Linking the cytokine and neurocircuitry hypotheses of depression: a translational framework for discovery and development of novel anti-depressants.

Recent studies suggest a model of depression that links the cytokine hypothesis from the field of psychoneuroimmunology with the neurocircuitry hypothesis derived from burgeoning insight into neurophysiological changes observed in depressed patients. According to the neurocircuitry hypothesis of depression, failure of homeostatic synaptic plasticity in cortical-striatal-limbic nodes of a distributed network of neural circuits involving the sub-genual anterior cingulate cortex is responsible for core symptoms of depression: loss of interest or pleasure (anhedonia) and depressed mood (sadness). According to the cytokine hypothesis of depression, inflammatory cytokines act on neural circuits to evoke the behavioral and physiological changes observed in depression.
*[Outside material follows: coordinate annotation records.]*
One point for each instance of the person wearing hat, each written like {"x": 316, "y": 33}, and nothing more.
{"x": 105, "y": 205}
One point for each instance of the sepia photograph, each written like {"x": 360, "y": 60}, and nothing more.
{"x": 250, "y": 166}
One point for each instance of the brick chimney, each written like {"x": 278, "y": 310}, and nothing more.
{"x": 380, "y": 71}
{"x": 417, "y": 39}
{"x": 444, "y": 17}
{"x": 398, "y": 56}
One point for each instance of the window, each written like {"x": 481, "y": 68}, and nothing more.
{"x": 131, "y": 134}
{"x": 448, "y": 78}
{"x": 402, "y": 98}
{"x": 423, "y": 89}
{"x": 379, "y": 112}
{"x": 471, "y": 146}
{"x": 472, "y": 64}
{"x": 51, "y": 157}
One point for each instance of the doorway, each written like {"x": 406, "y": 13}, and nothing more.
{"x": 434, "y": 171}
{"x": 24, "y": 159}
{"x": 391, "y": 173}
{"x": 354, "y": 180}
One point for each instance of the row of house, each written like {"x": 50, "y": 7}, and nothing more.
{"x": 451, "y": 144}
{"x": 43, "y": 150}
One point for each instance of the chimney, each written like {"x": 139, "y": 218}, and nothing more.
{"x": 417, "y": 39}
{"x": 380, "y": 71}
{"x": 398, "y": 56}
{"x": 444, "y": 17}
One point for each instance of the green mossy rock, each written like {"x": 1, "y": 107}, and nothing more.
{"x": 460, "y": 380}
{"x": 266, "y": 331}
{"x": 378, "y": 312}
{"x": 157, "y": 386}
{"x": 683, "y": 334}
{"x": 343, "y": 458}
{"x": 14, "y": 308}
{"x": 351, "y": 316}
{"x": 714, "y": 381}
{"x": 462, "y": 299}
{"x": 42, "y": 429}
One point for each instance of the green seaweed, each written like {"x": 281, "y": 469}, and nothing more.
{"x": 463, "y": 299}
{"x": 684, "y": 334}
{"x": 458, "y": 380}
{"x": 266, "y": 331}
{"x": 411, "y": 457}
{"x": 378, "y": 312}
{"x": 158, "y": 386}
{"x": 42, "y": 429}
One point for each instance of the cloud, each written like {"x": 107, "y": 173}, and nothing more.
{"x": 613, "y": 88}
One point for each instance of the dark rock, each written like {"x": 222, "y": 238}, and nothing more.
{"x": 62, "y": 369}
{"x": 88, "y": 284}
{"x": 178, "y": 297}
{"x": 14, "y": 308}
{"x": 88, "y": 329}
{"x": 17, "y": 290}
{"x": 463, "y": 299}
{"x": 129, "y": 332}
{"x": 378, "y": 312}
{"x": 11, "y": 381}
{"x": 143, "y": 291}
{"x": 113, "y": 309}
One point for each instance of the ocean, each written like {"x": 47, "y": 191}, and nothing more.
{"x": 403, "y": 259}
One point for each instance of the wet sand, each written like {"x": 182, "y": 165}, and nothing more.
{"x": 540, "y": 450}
Synthesis of these hypotheses implicates cytokines released during injury, infection, illness, or psychological stress as a cause of dysregulated synaptic plasticity in cortical-striatal-limbic circuits implicated in depression. These neural circuits process affective and reward-based information for optimal cost-benefit decision-making, a function that may link cytokine-evoked changes in synaptic plasticity to translatable measures of specific behavioral impairments observed in depressed patients. This viewpoint outlines evidence linking the cytokine and neurocircuitry hypotheses of depression to offer a translational model of major depressive disorder suitable for novel drug discovery and development.